Он дергал ветки, словно звонил на колокольне, задел и свалил подснежники.

V

Эта история меня страшно взволновала.

Еще совсем недавно Женька доказывал, что если хочешь сделаться знаменитым – великим путешественником или полководцем, – надо вести самый что ни на есть суровый образ жизни и отнюдь не связываться с бабьем, а то – пропало! И приводил в пример Александра Македонского, Наполеона и Тараса Бульбу, которые никогда не предавались «изнеживающим наслаждениям» и сохранили великую силу духа. У запорожцев ни одна женщина не смела переступить за черту лагеря, а то – смерть!
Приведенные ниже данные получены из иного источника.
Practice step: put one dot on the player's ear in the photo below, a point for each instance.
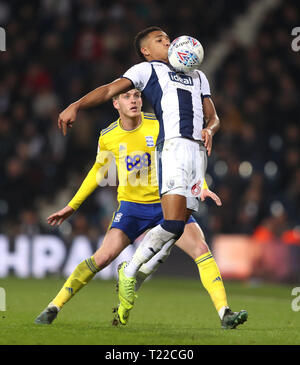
(145, 51)
(116, 103)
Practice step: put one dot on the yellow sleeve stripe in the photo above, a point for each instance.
(110, 128)
(204, 185)
(88, 185)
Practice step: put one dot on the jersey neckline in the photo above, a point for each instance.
(131, 130)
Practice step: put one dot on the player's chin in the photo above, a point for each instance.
(134, 113)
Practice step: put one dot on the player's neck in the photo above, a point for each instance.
(149, 59)
(128, 123)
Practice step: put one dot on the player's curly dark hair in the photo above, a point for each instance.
(142, 35)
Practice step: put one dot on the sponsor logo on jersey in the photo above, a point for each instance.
(182, 79)
(118, 217)
(149, 141)
(196, 188)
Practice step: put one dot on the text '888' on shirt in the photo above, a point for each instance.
(175, 97)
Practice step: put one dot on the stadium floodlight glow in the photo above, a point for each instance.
(270, 169)
(245, 169)
(276, 208)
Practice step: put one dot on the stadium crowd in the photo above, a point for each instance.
(58, 51)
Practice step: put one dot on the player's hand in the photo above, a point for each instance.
(206, 193)
(58, 217)
(67, 117)
(207, 139)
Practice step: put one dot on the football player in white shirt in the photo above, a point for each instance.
(188, 121)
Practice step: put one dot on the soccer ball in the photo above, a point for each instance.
(185, 54)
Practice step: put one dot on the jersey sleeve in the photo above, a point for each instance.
(204, 184)
(139, 75)
(92, 180)
(205, 88)
(88, 185)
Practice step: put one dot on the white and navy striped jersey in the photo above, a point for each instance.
(176, 98)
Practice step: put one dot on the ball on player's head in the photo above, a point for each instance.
(185, 54)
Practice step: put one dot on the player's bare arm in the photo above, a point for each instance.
(212, 123)
(95, 97)
(206, 193)
(58, 217)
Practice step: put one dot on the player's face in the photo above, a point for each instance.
(129, 104)
(156, 45)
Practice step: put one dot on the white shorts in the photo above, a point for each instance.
(181, 165)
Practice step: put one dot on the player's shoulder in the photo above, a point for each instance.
(201, 74)
(141, 66)
(109, 129)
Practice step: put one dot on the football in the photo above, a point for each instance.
(185, 54)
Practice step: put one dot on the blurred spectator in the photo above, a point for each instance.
(59, 50)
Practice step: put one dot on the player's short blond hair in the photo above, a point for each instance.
(117, 96)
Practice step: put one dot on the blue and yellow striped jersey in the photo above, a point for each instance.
(134, 154)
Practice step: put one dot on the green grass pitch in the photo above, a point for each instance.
(168, 311)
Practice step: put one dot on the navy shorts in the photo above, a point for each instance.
(135, 218)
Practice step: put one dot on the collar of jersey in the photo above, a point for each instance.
(131, 130)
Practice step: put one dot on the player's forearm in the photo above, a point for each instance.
(103, 93)
(213, 123)
(93, 98)
(204, 184)
(88, 185)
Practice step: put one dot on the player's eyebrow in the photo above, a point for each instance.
(162, 35)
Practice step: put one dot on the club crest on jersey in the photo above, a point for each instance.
(196, 188)
(149, 141)
(118, 217)
(182, 79)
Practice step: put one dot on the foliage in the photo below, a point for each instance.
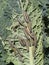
(38, 12)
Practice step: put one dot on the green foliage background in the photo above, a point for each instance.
(38, 11)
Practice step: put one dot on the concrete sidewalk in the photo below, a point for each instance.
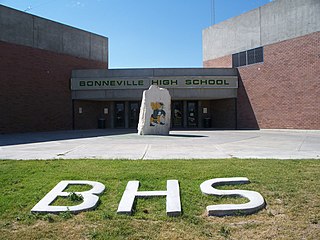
(121, 144)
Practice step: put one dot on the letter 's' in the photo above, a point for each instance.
(256, 201)
(173, 205)
(90, 200)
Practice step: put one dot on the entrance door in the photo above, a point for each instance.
(119, 115)
(192, 114)
(177, 114)
(134, 114)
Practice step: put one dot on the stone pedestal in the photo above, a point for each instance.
(155, 112)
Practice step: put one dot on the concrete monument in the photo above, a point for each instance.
(155, 112)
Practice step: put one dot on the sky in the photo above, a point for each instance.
(142, 33)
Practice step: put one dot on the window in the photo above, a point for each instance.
(243, 58)
(247, 57)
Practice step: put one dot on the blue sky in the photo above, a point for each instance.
(142, 33)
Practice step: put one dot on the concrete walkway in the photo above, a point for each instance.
(121, 144)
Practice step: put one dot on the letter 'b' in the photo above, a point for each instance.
(90, 200)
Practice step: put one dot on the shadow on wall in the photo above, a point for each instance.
(245, 115)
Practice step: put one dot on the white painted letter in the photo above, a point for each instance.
(256, 201)
(90, 200)
(173, 207)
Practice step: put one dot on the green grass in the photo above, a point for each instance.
(290, 188)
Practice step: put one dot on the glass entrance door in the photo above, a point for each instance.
(134, 114)
(119, 115)
(177, 114)
(192, 114)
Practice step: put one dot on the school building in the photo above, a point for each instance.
(261, 70)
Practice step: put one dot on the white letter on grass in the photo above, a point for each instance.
(90, 200)
(173, 205)
(256, 201)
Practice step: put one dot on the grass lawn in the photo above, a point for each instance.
(290, 188)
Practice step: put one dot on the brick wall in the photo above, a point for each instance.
(91, 112)
(34, 88)
(283, 91)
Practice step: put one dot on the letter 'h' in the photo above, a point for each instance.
(173, 205)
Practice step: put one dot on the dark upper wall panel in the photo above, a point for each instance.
(25, 29)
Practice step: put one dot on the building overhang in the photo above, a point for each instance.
(129, 84)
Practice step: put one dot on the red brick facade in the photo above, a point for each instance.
(284, 90)
(35, 88)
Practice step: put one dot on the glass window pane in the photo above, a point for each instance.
(258, 52)
(235, 62)
(243, 59)
(250, 56)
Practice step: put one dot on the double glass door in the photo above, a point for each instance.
(134, 114)
(184, 114)
(126, 114)
(119, 115)
(192, 114)
(177, 114)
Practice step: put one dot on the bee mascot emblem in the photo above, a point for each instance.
(158, 115)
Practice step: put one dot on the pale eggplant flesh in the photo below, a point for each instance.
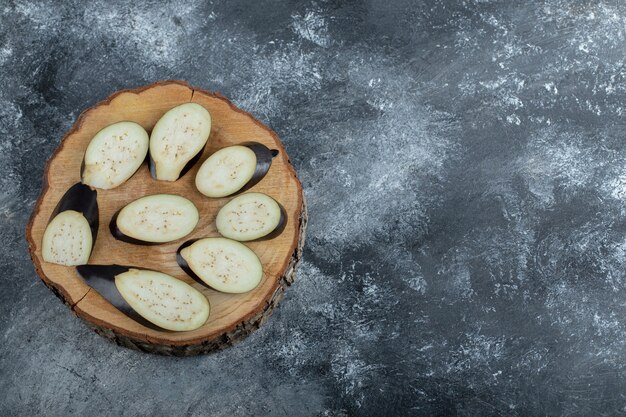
(114, 154)
(251, 216)
(154, 219)
(234, 169)
(151, 298)
(177, 141)
(73, 227)
(222, 264)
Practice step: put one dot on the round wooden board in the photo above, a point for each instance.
(233, 316)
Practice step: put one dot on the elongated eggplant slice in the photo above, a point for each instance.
(234, 169)
(222, 264)
(73, 228)
(114, 155)
(149, 297)
(251, 216)
(177, 141)
(155, 219)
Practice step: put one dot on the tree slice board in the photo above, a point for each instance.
(233, 316)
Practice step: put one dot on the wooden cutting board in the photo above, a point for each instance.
(233, 316)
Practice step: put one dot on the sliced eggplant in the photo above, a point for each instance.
(177, 141)
(72, 228)
(114, 154)
(251, 216)
(149, 297)
(154, 219)
(234, 169)
(222, 264)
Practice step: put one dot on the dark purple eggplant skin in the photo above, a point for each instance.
(264, 157)
(119, 235)
(81, 198)
(185, 266)
(185, 169)
(102, 279)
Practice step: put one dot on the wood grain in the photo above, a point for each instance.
(232, 315)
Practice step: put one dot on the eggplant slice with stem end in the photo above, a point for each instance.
(222, 264)
(114, 154)
(177, 141)
(251, 216)
(234, 169)
(154, 219)
(73, 227)
(153, 299)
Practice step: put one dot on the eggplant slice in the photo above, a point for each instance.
(234, 169)
(251, 216)
(152, 298)
(114, 154)
(73, 227)
(222, 264)
(177, 141)
(154, 219)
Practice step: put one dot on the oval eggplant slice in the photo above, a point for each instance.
(155, 219)
(222, 264)
(149, 297)
(114, 154)
(73, 227)
(250, 216)
(234, 169)
(177, 141)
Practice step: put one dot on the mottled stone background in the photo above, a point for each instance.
(465, 169)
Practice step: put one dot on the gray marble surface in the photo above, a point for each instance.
(465, 169)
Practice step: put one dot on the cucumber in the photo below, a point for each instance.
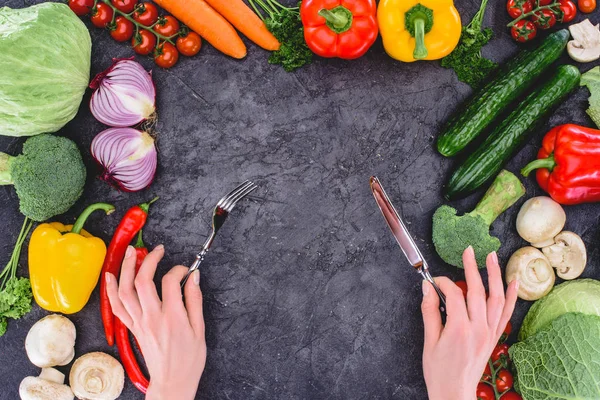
(487, 161)
(486, 105)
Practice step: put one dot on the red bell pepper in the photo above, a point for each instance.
(568, 164)
(339, 28)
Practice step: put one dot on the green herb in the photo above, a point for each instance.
(466, 59)
(285, 24)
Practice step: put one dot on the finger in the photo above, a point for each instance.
(193, 303)
(144, 282)
(112, 290)
(432, 319)
(509, 306)
(127, 291)
(495, 303)
(476, 292)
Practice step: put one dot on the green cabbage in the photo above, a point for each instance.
(582, 295)
(45, 54)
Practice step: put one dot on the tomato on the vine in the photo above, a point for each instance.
(101, 15)
(516, 8)
(189, 44)
(166, 55)
(123, 29)
(523, 31)
(81, 7)
(484, 392)
(167, 26)
(127, 6)
(504, 380)
(144, 42)
(146, 14)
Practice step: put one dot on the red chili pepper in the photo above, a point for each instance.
(130, 225)
(568, 164)
(344, 29)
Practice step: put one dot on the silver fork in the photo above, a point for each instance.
(220, 214)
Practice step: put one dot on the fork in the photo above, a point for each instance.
(220, 214)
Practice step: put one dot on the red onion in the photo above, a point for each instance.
(127, 156)
(124, 94)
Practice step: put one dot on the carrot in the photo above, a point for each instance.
(205, 21)
(246, 21)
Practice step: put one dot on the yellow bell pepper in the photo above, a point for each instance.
(65, 263)
(419, 29)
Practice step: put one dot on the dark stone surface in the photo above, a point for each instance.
(307, 295)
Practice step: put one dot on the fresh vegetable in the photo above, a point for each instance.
(568, 164)
(208, 23)
(50, 384)
(127, 156)
(45, 68)
(97, 376)
(539, 220)
(508, 136)
(413, 31)
(581, 296)
(339, 29)
(585, 46)
(246, 21)
(561, 361)
(51, 341)
(65, 263)
(285, 24)
(124, 94)
(466, 59)
(453, 234)
(534, 272)
(128, 228)
(490, 101)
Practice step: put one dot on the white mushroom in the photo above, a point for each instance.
(51, 341)
(567, 255)
(48, 386)
(534, 272)
(540, 220)
(97, 376)
(585, 46)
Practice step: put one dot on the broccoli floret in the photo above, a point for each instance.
(453, 234)
(49, 176)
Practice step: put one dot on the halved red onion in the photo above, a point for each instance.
(124, 94)
(127, 156)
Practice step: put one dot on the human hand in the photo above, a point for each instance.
(170, 334)
(455, 355)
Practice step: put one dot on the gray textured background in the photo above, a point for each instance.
(307, 295)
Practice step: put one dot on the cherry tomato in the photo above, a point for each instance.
(484, 392)
(587, 6)
(523, 31)
(101, 15)
(516, 8)
(167, 26)
(81, 7)
(568, 11)
(504, 380)
(190, 44)
(544, 19)
(166, 55)
(123, 29)
(146, 14)
(144, 42)
(127, 6)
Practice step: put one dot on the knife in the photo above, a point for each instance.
(405, 241)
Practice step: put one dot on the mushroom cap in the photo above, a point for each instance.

Александр Македонский умер даже бездетным, и на вопрос – кому же царство? – сурово сказал: «достойнейшему»! Подражая героям, Женька избегал даже разговоров с дамами и принимал неприступный вид. И вот – влюбился!

Очевидно,

она

необыкновенная красавица, если даже железный Женька не устоял.

И

она

рисовалась мне похожей на Зинаиду в «Первой любви», – стройная, высокая, в черной шелковой амазонке, с хлыстиком, с благородным, тонким лицом горделивой красавицы, одно мановение руки которой делает все возможным. То являлась таинственно-очаровательной соседкой, с каштановыми волосами и ласкающе-нежным голосом, от которого замирало сердце. То – Венерой, с роскошными формами, от которых пахнет ландышами. Я вспоминал «акушерку», и это меня смущало. Вспоминал, что «все акушерки – как гетеры», и мне становилось страшно: погубит его любовь! Я не раз слышал, как «погубила его любовь!» – и знал примеры. Максимка-лавочник с нашего двора спутался с арфисткой из трактира Бакастова, потерял голову и пропал. Я эту арфистку видел. Ее увозили на извозчике, простоволосую, в красной шали, а на подножках стояли городовой и дворник. Арфистка Гашка дрыгала ногами в голубых чулках, озиралась глазищами и проклинала всех подлецов, хватая дворника за свисток, а на пороге закрытой лавки сидел Максимка и умолял похоронить его на высокой горе в цветах. Все кругом хохотали, только Гришка один сочувствовал:

– Не плачь, гармонистом будешь! Вытрезвится в части, будете песни играть ходить! А с мясником она не уйдет, же-на-тый!